Também nesta longa-metragem todos os elementos são úteis para sublinhar um aspecto comum com a longa-metragem de “Aniki-bóbó”: as características do homem maduro (supõe-se) que se apaixona por uma rapariga loura.
Em ambas as longas-metragens, a história, em geral, é a mesma mas a “singularidade” (eu prefiro chamá-la assim) está na reacção dos dois (ou três, se incluirmos também Eduardo) protagonistas masculinos, de Carlitos e Macário, face às raparigas por quem eles se apaixonaram.
No primeiro caso, o de Carlitos, a reacção é infantil porque o leva a roubar uma boneca, acto que não é aceitável numa sociedade civil; por outro lado, a reacção de Macário é um pouco mais viril porque a afronta a seu tio e a expulsão do seu escritório, levam Macário (que quer casar Luísa) a Cabo Verde com o objectivo, mais valoroso do que o de Carlitos, de ganhar bastante dinheiro para se casar. Atrás desta acção, de qualquer modo, esconde-se sempre uma forma infantil, ligada ao choro de Macário em frente da rapariga antes de deixar Lisboa para Cabo Verde.

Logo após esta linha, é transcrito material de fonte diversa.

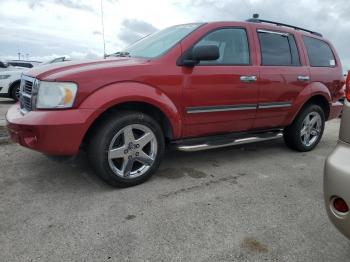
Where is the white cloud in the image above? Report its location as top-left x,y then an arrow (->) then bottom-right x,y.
0,0 -> 349,70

Apesar de apresentar este elemento discordante, as duas longas-metragens têm dois aspectos comuns e também interessantes: o primeiro está ligado ao “ruidoso” silêncio que caracteriza ambos os filmes; “ruidoso” silêncio porque atrás deste se esconde a vontade do realizador, Manoel de Oliveira, de envolver nas acções o público, ou seja, de levar o seu público a sugerir os movimentos dos personagens; ao mesmo tempo, na minha opinião, o objectivo do realizador é também o de apreciar silenciosamente os barulhos de duas cidades preciosamente ricas como o Porto e Lisboa.
William Shakespeare antes e Manoel de Oliveira dois séculos depois, propõem a mesma imagem: a jovem rapariga numa varanda que olha o seu “namorado”. Então, o balcão torna-se o elemento de acção quer em “Aniki-bóbó” quer em “Singularidades de uma rapariga Loura” mas que leva a duas reacções diferentes.
Enfim, quer o balcão, quer o olhar das raparigas, quer o silêncio, quer os dois jovens, são elementos que juntos a muitos outros, fazem destas duas longas-metragens, dois exemplos da vida portuguesa “verosimilmente real”.